The implementation of the Labour Contract Law tomorrow will be both a challenge to and a tremendous opportunity for the All China Federation of Trade Unions (ACFTU) to start acting as an authentic representative of and advocate for labour.
 
The law provides the ACFTU with the legislative tools it needs to negotiate genuine and meaningful collective contacts with management at the factory level. If however the ACFTU does not utilize this opportunity, China Labour Bulletin believes workers in China will sooner or later find ways to organize an effective counterforce to management on their own terms.
 
CLB today publishes the second in our two-yearly series of research reports on the state of the workers' movement in China.
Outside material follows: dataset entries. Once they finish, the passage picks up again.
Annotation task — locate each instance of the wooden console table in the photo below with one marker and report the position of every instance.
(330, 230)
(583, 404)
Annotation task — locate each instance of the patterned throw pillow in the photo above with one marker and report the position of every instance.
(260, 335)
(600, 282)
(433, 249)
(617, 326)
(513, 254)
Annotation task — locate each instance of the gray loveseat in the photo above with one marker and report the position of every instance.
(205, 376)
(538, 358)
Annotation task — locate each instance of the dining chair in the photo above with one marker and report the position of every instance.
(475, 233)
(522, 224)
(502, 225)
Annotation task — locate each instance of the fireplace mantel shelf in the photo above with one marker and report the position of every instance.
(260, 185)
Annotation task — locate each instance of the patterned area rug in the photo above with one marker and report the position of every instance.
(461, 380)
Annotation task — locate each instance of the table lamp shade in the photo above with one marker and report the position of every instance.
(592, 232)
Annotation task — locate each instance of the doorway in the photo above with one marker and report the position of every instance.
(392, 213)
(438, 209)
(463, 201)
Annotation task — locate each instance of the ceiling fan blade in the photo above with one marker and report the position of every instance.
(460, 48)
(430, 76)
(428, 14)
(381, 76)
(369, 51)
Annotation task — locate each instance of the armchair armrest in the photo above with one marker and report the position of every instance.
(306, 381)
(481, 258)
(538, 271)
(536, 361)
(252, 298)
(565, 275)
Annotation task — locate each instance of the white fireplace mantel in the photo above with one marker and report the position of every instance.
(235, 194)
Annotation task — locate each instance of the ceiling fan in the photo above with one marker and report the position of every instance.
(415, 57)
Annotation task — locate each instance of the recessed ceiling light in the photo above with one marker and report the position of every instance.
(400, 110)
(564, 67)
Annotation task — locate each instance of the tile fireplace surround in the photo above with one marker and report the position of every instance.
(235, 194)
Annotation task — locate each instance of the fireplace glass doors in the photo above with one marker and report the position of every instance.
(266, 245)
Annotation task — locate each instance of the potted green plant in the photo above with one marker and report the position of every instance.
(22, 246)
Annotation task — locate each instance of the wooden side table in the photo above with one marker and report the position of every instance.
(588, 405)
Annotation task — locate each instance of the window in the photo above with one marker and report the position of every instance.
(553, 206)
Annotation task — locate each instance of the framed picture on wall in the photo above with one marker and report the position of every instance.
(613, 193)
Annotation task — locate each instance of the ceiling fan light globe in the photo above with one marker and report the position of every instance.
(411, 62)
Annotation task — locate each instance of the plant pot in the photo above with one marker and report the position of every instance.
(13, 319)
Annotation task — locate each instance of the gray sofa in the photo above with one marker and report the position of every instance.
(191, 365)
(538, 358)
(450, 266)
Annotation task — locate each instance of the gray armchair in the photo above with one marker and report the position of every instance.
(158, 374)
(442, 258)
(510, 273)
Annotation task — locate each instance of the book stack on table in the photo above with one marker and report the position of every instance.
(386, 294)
The report documents the development of the labour movement from 2005 to 2006 and its increasing importance in Chinese society. It concludes that while the movement may still be fragmented and disorganized, migrant workers, laid off workers and those still employed in former state-owned enterprises (SOEs) now share the same experiences and suffer the same injustices. Workers in China increasingly share a common interest and face a common adversary. Indeed, the situation in China today is analogous to the pre-unionized period in Western industrialized countries where workers were routinely exploited by industrialists and factory owners. The trade union movement grew as a response to that exploitation. The challenge for the ACFTU now is either to join China's growing workers' movement or to remain on the sidelines – an increasing irrelevance to the real issues.
 
CLB's 56 page English language report outlines the economic, legislative and social background to the workers' movement in 2005 and 2006, and examines in detail the worker protests that occurred in this period. It looks at both the "privatization disputes" that arose during the process of and after the restructuring of SOEs, and also the more general labour disputes that occurred, primarily in the private sector, in response to specific and widespread violations of labour rights such as non-payment of wages. It examines the government's twin-track response to these protests - of conciliation in some cases and repression in others, and pays particular attention to the ACFTU and its effectiveness in protecting workers' rights. The report examines the official union's role in drafting and promoting labour legislation, the actions it has taken to lessen the burden of migrant workers and those laid-off from SOEs, and its attempts to organize workers into basic-level unions. Finally, the report discusses the systemic problems that have thus far prevented the ACFTU from making a real difference in workers' lives.
 
The report is based on documents issued by the Communist Party, the government and the ACFTU, statements of government and union officials, academic articles, official statistics, domestic media reports and the notes recorded from CLB telephone interviews. It is intended to serve as a convenient, one-stop reference source on the major issues and concerns of the Chinese labour movement during 2005-06.